Year : 2019  |  Volume : 12  |  Issue : 3  |  Page : 308--311

Temporary bronchial stenting for airway compression in the interstage palliation of functional single ventricle


Jason Hawes Barnes1, Richard Paul Boesch2, Karthik Balakrishnan3, Sameh M Said4, Charlotte S Van Dorn5,  
1 Department of Otorhinolaryngology, Mayo Clinic, Rochester, MN, USA
2 Divsion of Pediatric Pulmonology; Mayo Clinic Children's Center, Mayo Clinic, Rochester, MN, USA
3 Department of Otorhinolaryngology; Mayo Clinic Children's Center, Mayo Clinic, Rochester, MN, USA
4 Department of Cardiovascular Surgery, Mayo Clinic, MN, USA
5 Mayo Clinic Children's Center, Mayo Clinic, Rochester; Department of Pediatric and Adolescent Medicine, Divisions of Pediatric Critical Care Medicine and Pediatric Cardiology, Mayo Clinic, MN, USA

Correspondence Address:
Dr. Jason Hawes Barnes
Barnes, Department of Otorhinolaryngology, Mayo Clinic, 200 First Street SW, Rochester, MN 55905
USA

Abstract

The Norwood procedure is the first of three palliative surgical procedures offered for hypoplastic left heart syndrome (HLHS). Due to the small size of the thorax and proximity of airway and vascular structures, compression of the airway is possible following the Norwood procedure. We describe the management of an infant with HLHS following Stage I surgical palliation who developed refractory respiratory failure secondary to severe left bronchial compression.



How to cite this article:
Barnes JH, Boesch RP, Balakrishnan K, Said SM, Van Dorn CS. Temporary bronchial stenting for airway compression in the interstage palliation of functional single ventricle.Ann Pediatr Card 2019;12:308-311


How to cite this URL:
Barnes JH, Boesch RP, Balakrishnan K, Said SM, Van Dorn CS. Temporary bronchial stenting for airway compression in the interstage palliation of functional single ventricle. Ann Pediatr Card [serial online] 2019 [cited 2019 Dec 16 ];12:308-311
Available from: http://www.annalspc.com/text.asp?2019/12/3/308/259566


Full Text



 Introduction



The Norwood procedure is the first of three palliative surgical procedures offered for hypoplastic left heart syndrome (HLHS).
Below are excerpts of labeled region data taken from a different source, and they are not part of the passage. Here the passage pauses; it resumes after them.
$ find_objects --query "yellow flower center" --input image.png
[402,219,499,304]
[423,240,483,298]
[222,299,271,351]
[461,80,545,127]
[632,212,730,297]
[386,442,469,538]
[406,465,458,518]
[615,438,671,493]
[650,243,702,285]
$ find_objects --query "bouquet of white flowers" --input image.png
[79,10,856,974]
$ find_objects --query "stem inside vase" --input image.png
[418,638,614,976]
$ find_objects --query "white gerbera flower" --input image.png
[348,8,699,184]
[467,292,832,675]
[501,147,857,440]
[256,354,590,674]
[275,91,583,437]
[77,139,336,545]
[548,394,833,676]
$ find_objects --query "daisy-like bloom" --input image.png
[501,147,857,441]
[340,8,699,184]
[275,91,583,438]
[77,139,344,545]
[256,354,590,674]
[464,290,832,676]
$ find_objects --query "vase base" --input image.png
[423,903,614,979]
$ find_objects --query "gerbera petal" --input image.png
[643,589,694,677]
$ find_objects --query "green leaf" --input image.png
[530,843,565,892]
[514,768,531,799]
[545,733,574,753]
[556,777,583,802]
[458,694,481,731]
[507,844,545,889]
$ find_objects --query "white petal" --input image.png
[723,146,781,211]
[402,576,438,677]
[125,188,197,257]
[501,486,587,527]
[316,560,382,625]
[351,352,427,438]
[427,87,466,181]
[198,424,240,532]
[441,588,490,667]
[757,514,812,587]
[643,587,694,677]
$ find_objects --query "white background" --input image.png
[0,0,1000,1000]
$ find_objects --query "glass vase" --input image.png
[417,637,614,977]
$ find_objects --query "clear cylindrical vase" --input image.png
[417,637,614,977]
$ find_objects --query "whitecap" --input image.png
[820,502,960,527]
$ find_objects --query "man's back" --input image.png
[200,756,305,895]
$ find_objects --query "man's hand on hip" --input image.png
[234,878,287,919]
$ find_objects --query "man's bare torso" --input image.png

Despite advancements in surgical technique and intensive care unit management, it has the highest postoperative morbidity and mortality of all three palliative procedures. Due to the small size of the thorax and proximity of airway and vascular structures, compression of the airway is possible following the Norwood procedure.[1],[2],[3] Potential approaches to alleviate airway compression include anterior sternal aortopexy, bronchopexy, external airway splinting, and, rarely, internal airway stenting.[4],[5],[6] We describe the management of an infant with HLHS following Stage I surgical palliation who developed refractory respiratory failure secondary to severe left bronchial compression.

 Case Report



A male infant with prenatal diagnosis of HLHS, with near-mitral atresia, aortic atresia, small aortic to left ventricular tunnel, and concern for restrictive atrial septum, was born at 35 weeks' gestation after premature onset of labor and subsequent delivery at an outside facility. Following transfer, he was urgently taken to the cardiac catheterization laboratory for atrial stent placement, which was displaced and required emergent surgical retrieval via median sternotomy. This was performed via bicaval inflow occlusion and was combined with a complete atrial septectomy. He was allowed to recover for a few days due to associated acute kidney and lung injury. On day 4 of birth, he underwent modified Norwood/Sano procedure with a valved Sano conduit using an 8-mm aortic homograft valve and 6-mm Gore-Tex graft.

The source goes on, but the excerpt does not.